I abandoned dieting a week or so before we went to Padre Island, around the first of April. My abandonment of my constant companion was the result of being so completely weary of the obsession with food, dieting, not dieting, eating, not eating, restricting, how to restrict even more, shall I get rid of what I just ate? or no, I'll start tomorrow, have I gained weight, lost weight, what can I do to get rid of this madness that's consuming my life. It all seemed so hopeless and I was losing the same 10 pounds over and over and over ad nauseum.
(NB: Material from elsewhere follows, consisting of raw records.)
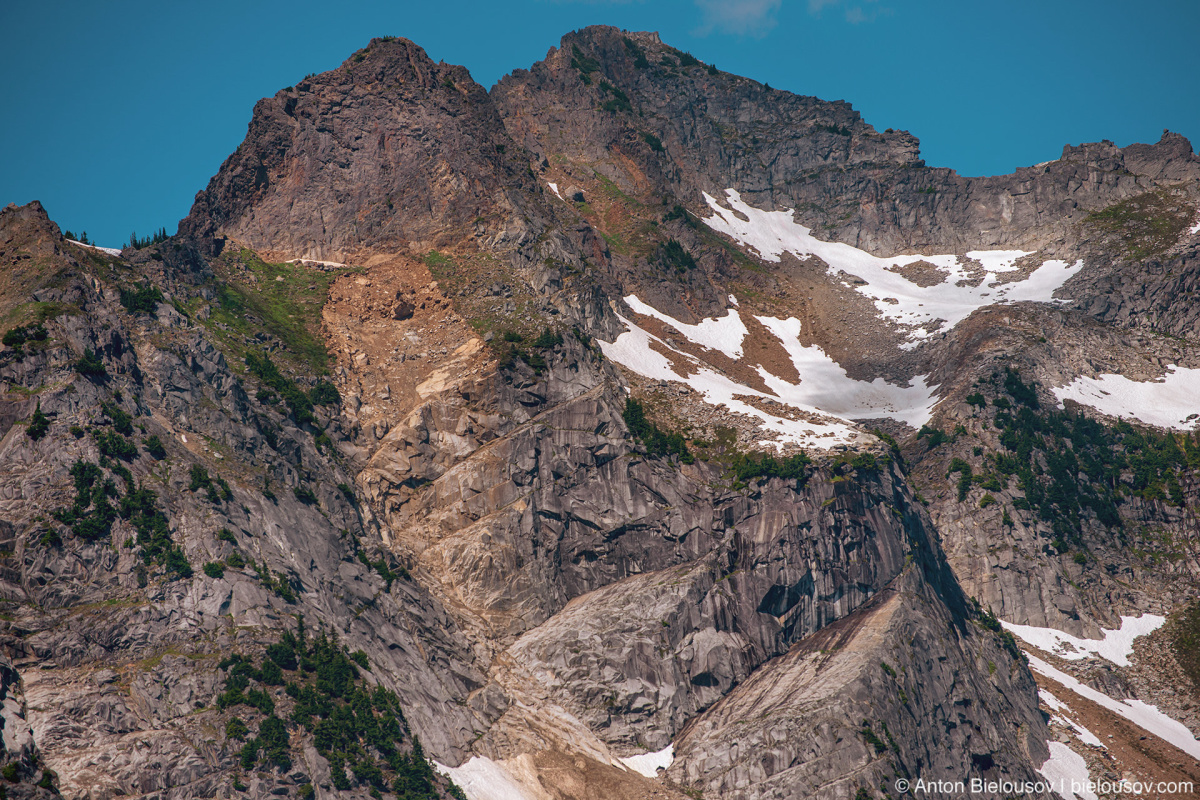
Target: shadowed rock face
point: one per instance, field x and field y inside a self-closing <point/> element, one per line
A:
<point x="843" y="176"/>
<point x="390" y="150"/>
<point x="535" y="587"/>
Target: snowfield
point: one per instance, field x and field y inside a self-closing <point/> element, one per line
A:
<point x="1116" y="645"/>
<point x="921" y="311"/>
<point x="825" y="388"/>
<point x="1066" y="769"/>
<point x="111" y="251"/>
<point x="649" y="764"/>
<point x="481" y="779"/>
<point x="1173" y="402"/>
<point x="1060" y="715"/>
<point x="1144" y="715"/>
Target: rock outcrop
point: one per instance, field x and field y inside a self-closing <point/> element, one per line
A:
<point x="427" y="462"/>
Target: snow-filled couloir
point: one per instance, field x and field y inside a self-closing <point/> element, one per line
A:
<point x="825" y="395"/>
<point x="988" y="277"/>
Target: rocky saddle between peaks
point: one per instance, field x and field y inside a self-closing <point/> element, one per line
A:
<point x="630" y="429"/>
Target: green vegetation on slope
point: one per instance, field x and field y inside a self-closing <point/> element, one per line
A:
<point x="1068" y="464"/>
<point x="281" y="300"/>
<point x="360" y="731"/>
<point x="1146" y="224"/>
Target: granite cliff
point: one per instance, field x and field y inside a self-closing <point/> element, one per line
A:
<point x="478" y="428"/>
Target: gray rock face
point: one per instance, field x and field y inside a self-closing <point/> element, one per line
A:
<point x="636" y="595"/>
<point x="851" y="702"/>
<point x="558" y="596"/>
<point x="844" y="178"/>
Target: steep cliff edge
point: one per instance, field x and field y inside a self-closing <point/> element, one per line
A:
<point x="390" y="150"/>
<point x="457" y="491"/>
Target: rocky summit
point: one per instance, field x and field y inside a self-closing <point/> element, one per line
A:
<point x="629" y="429"/>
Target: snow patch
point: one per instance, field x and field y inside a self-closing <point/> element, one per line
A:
<point x="633" y="350"/>
<point x="725" y="334"/>
<point x="111" y="251"/>
<point x="825" y="389"/>
<point x="1060" y="715"/>
<point x="481" y="779"/>
<point x="649" y="764"/>
<point x="1066" y="770"/>
<point x="1116" y="645"/>
<point x="1170" y="402"/>
<point x="1144" y="715"/>
<point x="922" y="311"/>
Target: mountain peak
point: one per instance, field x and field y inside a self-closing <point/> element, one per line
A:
<point x="388" y="150"/>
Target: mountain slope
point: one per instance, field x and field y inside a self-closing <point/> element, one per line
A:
<point x="629" y="415"/>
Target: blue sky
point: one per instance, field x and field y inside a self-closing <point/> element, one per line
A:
<point x="117" y="113"/>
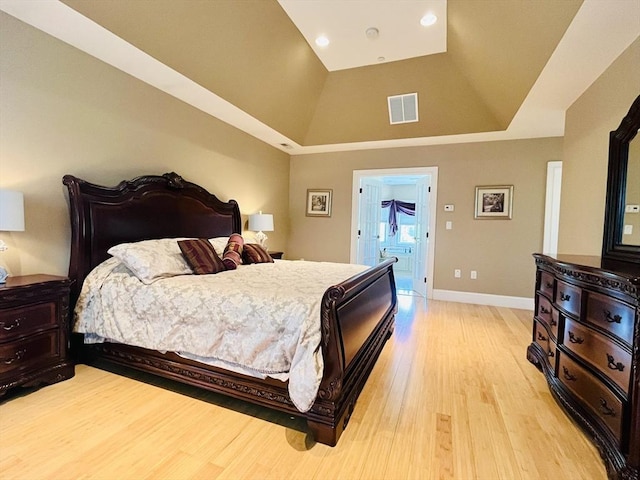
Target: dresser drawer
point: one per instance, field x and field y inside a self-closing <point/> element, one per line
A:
<point x="568" y="298"/>
<point x="15" y="322"/>
<point x="30" y="352"/>
<point x="541" y="337"/>
<point x="612" y="315"/>
<point x="596" y="396"/>
<point x="548" y="315"/>
<point x="602" y="353"/>
<point x="547" y="282"/>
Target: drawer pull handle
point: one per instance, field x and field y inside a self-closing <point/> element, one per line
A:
<point x="10" y="326"/>
<point x="606" y="409"/>
<point x="574" y="339"/>
<point x="567" y="375"/>
<point x="17" y="356"/>
<point x="613" y="365"/>
<point x="612" y="319"/>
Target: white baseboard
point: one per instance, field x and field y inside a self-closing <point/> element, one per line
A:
<point x="523" y="303"/>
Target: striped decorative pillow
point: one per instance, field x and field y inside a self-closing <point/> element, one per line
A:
<point x="254" y="253"/>
<point x="201" y="256"/>
<point x="232" y="256"/>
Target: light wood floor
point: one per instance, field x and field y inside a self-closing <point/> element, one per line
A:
<point x="451" y="397"/>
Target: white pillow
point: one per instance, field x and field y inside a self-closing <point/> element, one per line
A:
<point x="219" y="243"/>
<point x="151" y="260"/>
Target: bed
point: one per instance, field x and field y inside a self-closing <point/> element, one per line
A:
<point x="356" y="315"/>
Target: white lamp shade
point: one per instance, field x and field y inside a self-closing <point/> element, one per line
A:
<point x="11" y="211"/>
<point x="261" y="222"/>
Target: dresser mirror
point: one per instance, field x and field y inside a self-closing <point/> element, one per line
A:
<point x="621" y="243"/>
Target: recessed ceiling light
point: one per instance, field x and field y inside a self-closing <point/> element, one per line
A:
<point x="372" y="32"/>
<point x="322" y="41"/>
<point x="428" y="19"/>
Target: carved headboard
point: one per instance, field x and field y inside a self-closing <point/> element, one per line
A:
<point x="147" y="207"/>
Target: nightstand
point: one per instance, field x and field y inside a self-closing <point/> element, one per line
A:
<point x="34" y="331"/>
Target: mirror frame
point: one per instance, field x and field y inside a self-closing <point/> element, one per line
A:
<point x="616" y="255"/>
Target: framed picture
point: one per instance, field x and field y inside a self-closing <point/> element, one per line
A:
<point x="319" y="203"/>
<point x="494" y="202"/>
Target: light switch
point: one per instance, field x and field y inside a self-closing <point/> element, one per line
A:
<point x="627" y="209"/>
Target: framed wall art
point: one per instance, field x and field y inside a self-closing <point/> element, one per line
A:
<point x="319" y="202"/>
<point x="494" y="202"/>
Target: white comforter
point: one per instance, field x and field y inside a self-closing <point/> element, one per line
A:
<point x="261" y="320"/>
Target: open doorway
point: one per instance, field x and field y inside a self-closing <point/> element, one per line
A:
<point x="406" y="232"/>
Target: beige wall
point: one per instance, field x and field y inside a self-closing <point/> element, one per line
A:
<point x="584" y="173"/>
<point x="500" y="250"/>
<point x="62" y="111"/>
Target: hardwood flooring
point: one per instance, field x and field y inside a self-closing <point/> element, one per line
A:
<point x="451" y="397"/>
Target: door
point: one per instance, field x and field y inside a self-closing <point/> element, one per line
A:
<point x="369" y="222"/>
<point x="422" y="235"/>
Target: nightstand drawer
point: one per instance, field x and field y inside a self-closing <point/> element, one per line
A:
<point x="602" y="401"/>
<point x="30" y="352"/>
<point x="23" y="320"/>
<point x="602" y="353"/>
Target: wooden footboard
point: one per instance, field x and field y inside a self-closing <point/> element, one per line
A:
<point x="357" y="319"/>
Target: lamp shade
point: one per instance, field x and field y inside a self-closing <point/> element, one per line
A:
<point x="261" y="222"/>
<point x="11" y="211"/>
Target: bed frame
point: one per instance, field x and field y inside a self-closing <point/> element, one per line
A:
<point x="356" y="320"/>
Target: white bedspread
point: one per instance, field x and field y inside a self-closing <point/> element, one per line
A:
<point x="262" y="320"/>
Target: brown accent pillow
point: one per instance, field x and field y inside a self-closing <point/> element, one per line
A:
<point x="254" y="253"/>
<point x="201" y="256"/>
<point x="232" y="256"/>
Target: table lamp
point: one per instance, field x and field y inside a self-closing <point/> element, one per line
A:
<point x="11" y="220"/>
<point x="261" y="222"/>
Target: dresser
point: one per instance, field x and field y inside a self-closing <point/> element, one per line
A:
<point x="34" y="331"/>
<point x="585" y="342"/>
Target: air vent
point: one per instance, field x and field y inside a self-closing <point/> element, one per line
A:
<point x="403" y="108"/>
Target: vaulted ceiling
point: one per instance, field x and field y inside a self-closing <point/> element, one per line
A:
<point x="506" y="73"/>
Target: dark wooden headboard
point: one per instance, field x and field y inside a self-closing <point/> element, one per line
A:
<point x="147" y="207"/>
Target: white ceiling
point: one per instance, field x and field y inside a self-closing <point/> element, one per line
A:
<point x="599" y="33"/>
<point x="344" y="23"/>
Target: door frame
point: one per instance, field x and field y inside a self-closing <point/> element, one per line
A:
<point x="552" y="208"/>
<point x="431" y="228"/>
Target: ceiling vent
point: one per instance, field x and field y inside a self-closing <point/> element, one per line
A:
<point x="403" y="108"/>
I am not sure where the idea came from; I've heard of it over the years, but never imagined that it would work for me. I'm a food addict. I can't allow myself to eat anything at all any time I want, I'd weigh 1000 pounds if I did that. But the sense of there being nothing at all left to try made me willing and so I just quit dieting. I told myself I'd be fine if I could stay where I was, though the IE folks tell you to expect a weight gain. That was difficult, and it was difficult to give up weighing every day and writing down every molecule of food that went in my mouth.

When I went to the gym last night for the first time since my toenails were yanked off (hallelujah!!), I wasn't going to weigh because I've been sitting around for 11 days, haven't worked out at all, have walked very little because of the pain. Before that I spent a week tending to my daddy and his health concerns, stuck in a hospital much of the time, where there's no access to anything decent to eat.

But can I ever stay off a scale?? Nope. Between the treadmill and the elliptical, I had to run out there and the miracle is that I was just the same as a month ago. Just. The. Same. Stunning, for all of the aforementioned reasons that I should have gained 10 pounds, plus the fact that in that month I have eaten lasagna and chocolate and strawberry shortcake and roast chicken and salad and vegetables and a hamburger and lots of healthy food and lots of not healthy food and chocolate. And chocolate. And I've not gained any weight.

This is incredible. It's unprecedented. I didn't think it was possible. IE theory suggests that after the initial mad scramble to eat everything you've been deprived of for years, there will be a rebalancing of the internal want-to-eat switch. I've experienced some of that in finding myself hungry for good food, healthy food. In allowing myself to eat absolutely anything, I find that I don't want to eat only crap. When I tell myself I'll never eat chocolate again, it's all I can think about. I am so grateful and I feel so relieved. It's as if I have my head back after too many years being lost in the insanity of an eating disorder.